En revanche, si de nombreuses études ont questionné la transidentité, peu encore s’intéressent à l’impact de la transidentité d’un individu sur son entourage proche. Une équipe de chercheurs a exploré le vécu psychique d’un père face à la transidentité de son adolescent.

Méthodologie

Cette étude a exploré le vécu psychique d’un père sur la transidentité de son adolescent via un entretien semi-directif pour explorer plusieurs thématiques et une épreuve projective (Thematic Apperception Test) qui consiste à présenter des planches illustrées au sujet dans un ordre précis avec pour consigne d’imaginer une histoire pour chaque image présentée.

Principaux résultats

Le père de trois enfants inclus dans l’étude est divorcé, célibataire et vit avec son fils cadet qu’il a en garde partagé. Son deuxième enfant, est en transition pour devenir une femme : les démarches administratives sont en cours pour changer de sexe auprès de l’état civil et il est sous traitement hormonal. Son père continue à l’appeler par son prénom de naissance et à le genrer au masculin. Et ce, malgré le fait que l’adolescent se soit choisi un prénom féminin et se présente physiquement en tant que femme. Ce rapport souligne la conflictualité du père envers la part féminine de son adolescent. Si les deux parents ont toujours eu le sentiment que leur enfant était « différent », ils n’ont jamais pensé à une dysphorie de genre. Et cela ne fait que six mois que l’adolescent a réellement fait son coming-out familial.

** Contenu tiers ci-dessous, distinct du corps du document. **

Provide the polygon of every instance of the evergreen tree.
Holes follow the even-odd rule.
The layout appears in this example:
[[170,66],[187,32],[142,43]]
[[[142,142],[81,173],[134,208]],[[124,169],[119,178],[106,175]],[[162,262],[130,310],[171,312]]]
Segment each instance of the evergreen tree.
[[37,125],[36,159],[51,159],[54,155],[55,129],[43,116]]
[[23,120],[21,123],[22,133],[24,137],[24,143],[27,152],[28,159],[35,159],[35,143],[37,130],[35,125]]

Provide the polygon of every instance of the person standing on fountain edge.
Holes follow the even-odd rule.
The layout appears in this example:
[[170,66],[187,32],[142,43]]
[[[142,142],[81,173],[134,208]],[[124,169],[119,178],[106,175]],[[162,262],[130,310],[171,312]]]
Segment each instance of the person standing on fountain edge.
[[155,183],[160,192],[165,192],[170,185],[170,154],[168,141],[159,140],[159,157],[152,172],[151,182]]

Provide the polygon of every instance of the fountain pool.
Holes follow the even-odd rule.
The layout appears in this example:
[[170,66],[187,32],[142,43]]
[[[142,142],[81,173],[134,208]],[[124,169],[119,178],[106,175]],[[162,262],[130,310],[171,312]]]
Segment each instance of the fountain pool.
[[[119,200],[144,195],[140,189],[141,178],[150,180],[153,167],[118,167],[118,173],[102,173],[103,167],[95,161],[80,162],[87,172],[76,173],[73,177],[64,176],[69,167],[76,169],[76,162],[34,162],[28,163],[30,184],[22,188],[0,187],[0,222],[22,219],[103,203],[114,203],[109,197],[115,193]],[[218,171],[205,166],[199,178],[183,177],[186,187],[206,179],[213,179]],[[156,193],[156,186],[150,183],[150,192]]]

Lors de l’entretien le père évoque que l’annonce de la transidentité de son fils a été pour lui, un véritable « un coup de tonnerre », et répète lors de l’entretien « j’ai du mal à le vivre, j’ai du mal, j’ai du mal à l’intégrer ». Il a des difficultés à dire les termes « transgenres » et « transexualité » et ne peine à attribuer ces termes à son adolescent.

Il admet qu’il s’agit d’un sujet « que l’on évite » dans la famille. En dehors de l’entourage proche, père, mère, frère et sœur de l’adolescent, aucun membre de la famille n’a encore vu l’adolescent depuis son affirmation physique d’être une femme. Cet évitement est en partie une exclusion volontaire de la part du père et de la mère. Celle-ci par exemple, « ne veut pas qu’il sorte dans le village ». Le père semble vouloir s’en remettre au temps et à des instances extérieures pour se sortir de l’inconfort dans lequel il est. Sa détresse est exprimée à travers le souhait d’avancer le temps de six mois à un an et demi, et signe sa difficulté à faire face à la situation et à sa passivité. Évoquant l’impact de la situation sur la parentalité, il parle de « quelque chose qui s’est cassé », « qui n’est plus dans le cadre », qu’il « n’arrive plus à intégrer », et ce malgré « l’amour que je peux lui apporter et réciproquement ». Culpabilité, responsabilité sont des sentiments présents chez ce père. La quête d’une cause souligne d’une part la difficulté à entrer dans la phase d’acceptation, et d’autre part constitue une façon de tenter de maîtriser la situation. Les auteurs rappellent que des « études ont largement montré que l’éducation parentale ou encore l’attitude des parents pendant l’enfance n’influençaient pas ou n’activaient pas le « processus transgenre » chez un individu ». Lorsque le père précise « ça sera mon enfant mais ça ne sera pas ma fille », les auteurs y voient l’angoisse de perdre son fils, mais également le questionnement face à sa « propre castration » : « comment (continuer à) être un homme quand on est menacé par la féminisation ambiante ? », « Comment être ou même rester un homme quand le changement de sexe n’a jamais été autant accessible par les techniques médicales ? ».

Des données indiquent que le soutien des parents face à la détresse d’un enfant transgenre diminuerait fortement le taux d’idéations suicidaires et augmenterait l’estime de soi. Cependant, les parents ne sont que rarement intégrés dans la prise en charge globale de l’individu transgenre. Et pourtant, anxiété, oppression, stigmatisation, pression sociale, font partie de leur vécu. Cette étude ne portant que sur un cas, n’est pas le reflet de l’ensemble du vécu des parents face à cette situation de vie, mais peut contribuer à faire évoluer les mentalités et à faire réfléchir à l’intégration des parents et de la fratrie dans le parcours d’accompagnement dans la transidentité.